Since mental disorders rarely occur in isolation, we will, where reported, code comorbidity as a dummy variable (present/absent) to examine whether and how efficacy and effectiveness vary. Nevertheless, considering our focus on decrease in symptoms severity and improvement in functioning outcomes, we will not perform stratified analyses (within diagnosis).

3.1.3 Intervention

To be included, studies should explicitly use SFBT as a sole intervention, implementing its active ingredients such as: goal setting, future-orientation, co-construction using clients’ language and focus on progress and clients’ strengths. Only studies which provide a clear description of the intervention or declaration of adherence to treatment by following a manual or providing evidence of training and practice experience will be included. Considering that some degree of heterogeneity of the intervention is normally expected between studies (5), efforts will be made to ensure commonality, i.e., the presence of the same core elements and assumptions, to allow the integration of diverse studies into a cohesive analysis of a unified approach. For this purpose, we will use as reference the newest edition of the SFBT treatment manual (23), due to its root in the core assumptions and active ingredients promoted by the founders of the approach while including also current advancements in the field based on empirical evidence.

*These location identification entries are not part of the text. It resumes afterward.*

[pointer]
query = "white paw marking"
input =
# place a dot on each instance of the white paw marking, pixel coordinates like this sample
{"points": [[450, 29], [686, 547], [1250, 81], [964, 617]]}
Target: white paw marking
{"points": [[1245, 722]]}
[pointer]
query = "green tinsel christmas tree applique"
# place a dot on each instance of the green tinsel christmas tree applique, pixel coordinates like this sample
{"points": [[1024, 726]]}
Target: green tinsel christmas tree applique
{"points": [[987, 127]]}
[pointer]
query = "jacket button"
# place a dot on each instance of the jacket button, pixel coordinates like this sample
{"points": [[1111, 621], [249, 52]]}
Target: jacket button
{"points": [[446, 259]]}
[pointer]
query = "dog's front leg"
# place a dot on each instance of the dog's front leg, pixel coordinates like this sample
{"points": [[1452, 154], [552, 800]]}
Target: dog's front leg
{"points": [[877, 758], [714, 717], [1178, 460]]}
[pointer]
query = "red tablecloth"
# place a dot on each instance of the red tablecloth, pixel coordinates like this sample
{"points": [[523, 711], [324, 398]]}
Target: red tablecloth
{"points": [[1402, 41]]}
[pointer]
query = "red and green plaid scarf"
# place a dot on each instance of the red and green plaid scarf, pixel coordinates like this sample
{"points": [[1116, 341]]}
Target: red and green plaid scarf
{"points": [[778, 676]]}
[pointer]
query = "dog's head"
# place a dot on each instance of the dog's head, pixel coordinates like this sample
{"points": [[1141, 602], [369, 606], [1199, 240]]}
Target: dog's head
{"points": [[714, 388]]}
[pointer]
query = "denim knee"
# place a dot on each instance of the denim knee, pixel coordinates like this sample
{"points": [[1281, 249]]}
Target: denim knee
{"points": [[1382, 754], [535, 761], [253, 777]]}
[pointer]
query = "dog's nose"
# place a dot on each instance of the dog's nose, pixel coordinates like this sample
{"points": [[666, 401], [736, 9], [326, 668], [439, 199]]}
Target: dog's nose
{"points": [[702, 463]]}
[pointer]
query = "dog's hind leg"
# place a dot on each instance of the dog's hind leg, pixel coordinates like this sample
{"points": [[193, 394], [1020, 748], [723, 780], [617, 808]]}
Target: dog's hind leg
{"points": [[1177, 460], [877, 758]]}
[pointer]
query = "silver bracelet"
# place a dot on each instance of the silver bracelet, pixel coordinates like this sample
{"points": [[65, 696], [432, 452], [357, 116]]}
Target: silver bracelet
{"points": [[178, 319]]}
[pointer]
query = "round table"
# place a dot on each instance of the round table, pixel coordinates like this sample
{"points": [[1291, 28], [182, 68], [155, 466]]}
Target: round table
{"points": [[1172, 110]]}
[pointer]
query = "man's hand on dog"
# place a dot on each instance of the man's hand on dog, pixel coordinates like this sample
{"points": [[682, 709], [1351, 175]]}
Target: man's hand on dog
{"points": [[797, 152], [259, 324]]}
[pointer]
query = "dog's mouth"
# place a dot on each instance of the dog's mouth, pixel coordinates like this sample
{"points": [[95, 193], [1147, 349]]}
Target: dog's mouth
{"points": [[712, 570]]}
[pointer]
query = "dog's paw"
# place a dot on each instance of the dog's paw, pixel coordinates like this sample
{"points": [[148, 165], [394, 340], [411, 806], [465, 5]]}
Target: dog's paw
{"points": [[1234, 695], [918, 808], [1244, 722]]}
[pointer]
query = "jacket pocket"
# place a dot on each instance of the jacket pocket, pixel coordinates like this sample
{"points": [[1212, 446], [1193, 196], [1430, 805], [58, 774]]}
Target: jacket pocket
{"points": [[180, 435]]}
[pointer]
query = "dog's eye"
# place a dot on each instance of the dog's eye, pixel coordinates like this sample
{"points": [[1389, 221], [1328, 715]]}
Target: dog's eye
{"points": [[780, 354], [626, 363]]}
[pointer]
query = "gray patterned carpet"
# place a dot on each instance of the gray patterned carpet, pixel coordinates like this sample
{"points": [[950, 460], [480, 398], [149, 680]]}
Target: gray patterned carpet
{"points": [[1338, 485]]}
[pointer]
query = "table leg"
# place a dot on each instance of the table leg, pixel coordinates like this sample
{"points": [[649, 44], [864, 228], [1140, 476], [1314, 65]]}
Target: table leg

To ensure high fidelity to SFBT, only studies using at least four core elements will be considered for selection, in line with the recommendations from previous systematic reviews (3, 16). We guided the selection of the minimal core elements based on existing theoretical arguments (24), empirical evidence (16, 25), and the newest treatment manual (23). Thus, the minimal elements presented in a primary study to be included are (i) the specific use of language during the co-construction of meaning, (ii) goal definition by having a description of the preferred future, (iii) examination of previous instances where the solution was already present (exceptions to the problem), and (iv) progress towards the goal (by using scaling questions and/or setting next steps).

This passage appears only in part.